Holy Night

 

I
Quanto ao acontecido, não pairava nenhuma dúvida: o Menino Jesus de gesso tinha virado os olhinhos na minha direção, dando ainda por cima um risinho de canto de boca. Estávamos os oito na igreja, não podia fazer nada a não ser esperar o fim da missa pra contar a todo mundo. De joelhos na hora da Consagração, eu desacreditava e pedia ao Menino Jesus de verdade pra que o seu clone do presépio parasse de brincadeira. Mas não. Olhava para a manjedoura e ele me encarando. Às vezes até dava uma piscadinha, franzia o cenho, mexia as pernas no berço de palha. Eu apertava forte a mão de minha mãe, disso sempre irei lembrar, me agarrava febrilmente à sua certeza de que tudo estava bem.

II
A lata semiaberta de pastilhas Valda no criado-mudo: aquilo era a cara dele. O enxofre do polvilho Granado se via no tapete e empestava o ar. Se velhinho tem cheiro, cheiro de velhinho é aquele, de talco antisséptico. Vovô Noel de costelas visíveis e peles flácidas, em suspensórios e camisa regata no casulo do seu quarto, deixava o leito em direção à porta, lento como o badalar dos sinos.
– Oi, vô. Deixa que eu te ajudo, espera aí.
– Deus te abençoe, menino.

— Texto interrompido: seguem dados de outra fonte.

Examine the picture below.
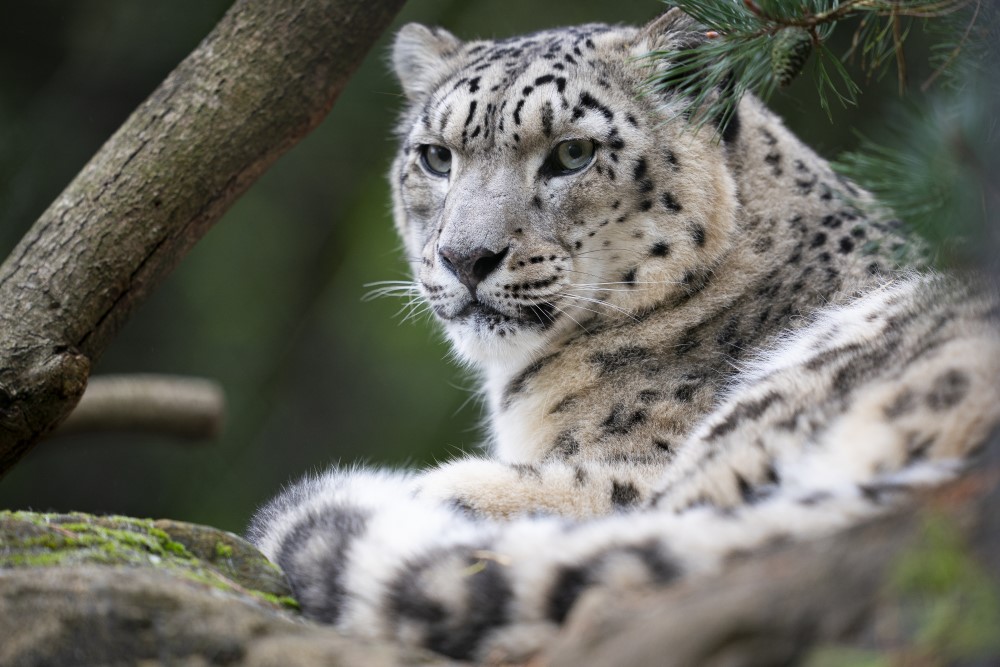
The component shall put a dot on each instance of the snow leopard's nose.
(473, 267)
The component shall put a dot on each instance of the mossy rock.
(199, 554)
(77, 589)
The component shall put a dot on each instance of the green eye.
(436, 159)
(572, 155)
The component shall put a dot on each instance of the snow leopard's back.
(689, 347)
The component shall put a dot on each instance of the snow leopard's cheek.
(419, 204)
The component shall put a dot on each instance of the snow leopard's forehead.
(501, 93)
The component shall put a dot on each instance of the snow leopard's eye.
(436, 159)
(572, 155)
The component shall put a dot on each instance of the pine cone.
(790, 49)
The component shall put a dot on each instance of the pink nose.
(473, 267)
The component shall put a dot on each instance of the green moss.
(280, 600)
(213, 558)
(223, 550)
(952, 601)
(944, 604)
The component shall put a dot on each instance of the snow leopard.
(693, 339)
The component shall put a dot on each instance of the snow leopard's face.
(538, 192)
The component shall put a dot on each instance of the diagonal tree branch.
(265, 76)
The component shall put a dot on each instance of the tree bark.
(266, 75)
(182, 407)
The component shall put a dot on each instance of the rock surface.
(82, 590)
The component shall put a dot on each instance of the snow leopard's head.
(539, 190)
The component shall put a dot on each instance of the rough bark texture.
(189, 408)
(265, 76)
(83, 590)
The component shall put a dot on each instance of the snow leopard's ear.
(420, 57)
(676, 31)
(671, 31)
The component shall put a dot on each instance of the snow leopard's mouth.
(536, 315)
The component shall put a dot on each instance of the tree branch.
(190, 408)
(265, 76)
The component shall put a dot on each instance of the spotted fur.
(691, 347)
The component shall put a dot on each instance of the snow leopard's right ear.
(420, 56)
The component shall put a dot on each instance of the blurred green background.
(270, 302)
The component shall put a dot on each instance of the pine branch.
(763, 45)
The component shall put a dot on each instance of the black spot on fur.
(948, 390)
(745, 411)
(903, 404)
(565, 445)
(547, 115)
(518, 384)
(640, 169)
(587, 101)
(627, 358)
(660, 249)
(322, 597)
(647, 396)
(621, 421)
(472, 113)
(698, 235)
(670, 202)
(455, 633)
(623, 494)
(569, 583)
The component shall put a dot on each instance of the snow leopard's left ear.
(676, 31)
(671, 31)
(420, 57)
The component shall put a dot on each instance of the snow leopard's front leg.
(361, 552)
(486, 488)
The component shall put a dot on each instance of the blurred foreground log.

Que o seu neto também seja carinhoso com você, viu?
Lembrei das lições do catecismo e me senti um escoteiro, ciente do dever cumprido.

III
Não, não naquele dia a nuvem de cebola refogada, o enxágue burocrático da louça, as coisas todas em seu lugar e um lugar certo pra cada coisa. Não naquele dia a lida doméstica sem gradientes de espanto. Não naquele dia o arrastar na marra dos ponteiros do cuco, mostrando o tempo que faltava para levar as cadeiras à varanda e jogar fora toda a conversa que houvesse no mundo. Não naquele dia. Não na noite de Natal.

IV
No olfato se impunha o assado e seu perfume. Era só ele e mais nada, das seis e meia em diante. Uma coisa de não resistir, de ter de abrir o forno às escondidas e furtar a casquinha régia, a mais cobiçada do bicho, onde a marinada da véspera tinha feito repouso e deixado seu suco.
Papai Noel triunfa e ri seu riso balofo, abre sendas de alegria no chacoalhar da pança. Havia o Natal e havia a urgência dos que não podiam parar apesar dele. Havia o André da Botica Almeida & Filhos, em plena noite de 24 a correr vila em cima da monareta, o estojinho de injeção e o garrote tripa-de-mico na garupa.
– Prefere no braço ou no músculo?
Dizia polidamente músculo, às vezes região glútea, dependendo da intimidade com o doente. Concluída a ronda dos moribundos, como seria o Natal do André? Indo um pouquinho mais longe: rezada a Missa do Galo, como seria o natal do Papa? Com quem irá cear o Pontífice e o que terá sobre a mesa?

V
O peru se fatia como se em fatias estivéssemos destrinchando as graças e desgraças da vidinha de costume.
Castanhas sobre a mesa, castanhos são os olhos de quase todos ao redor, pastores vão aos berros clamando por conversão na festa da cristandade.
– Ponha o copo de água sobre o aparelho de TV, ore comigo, meu irmão!
Todos os pedidos jazem serenos nos sapatos. Papai Noel, eu quero. Papai Noel, me traz.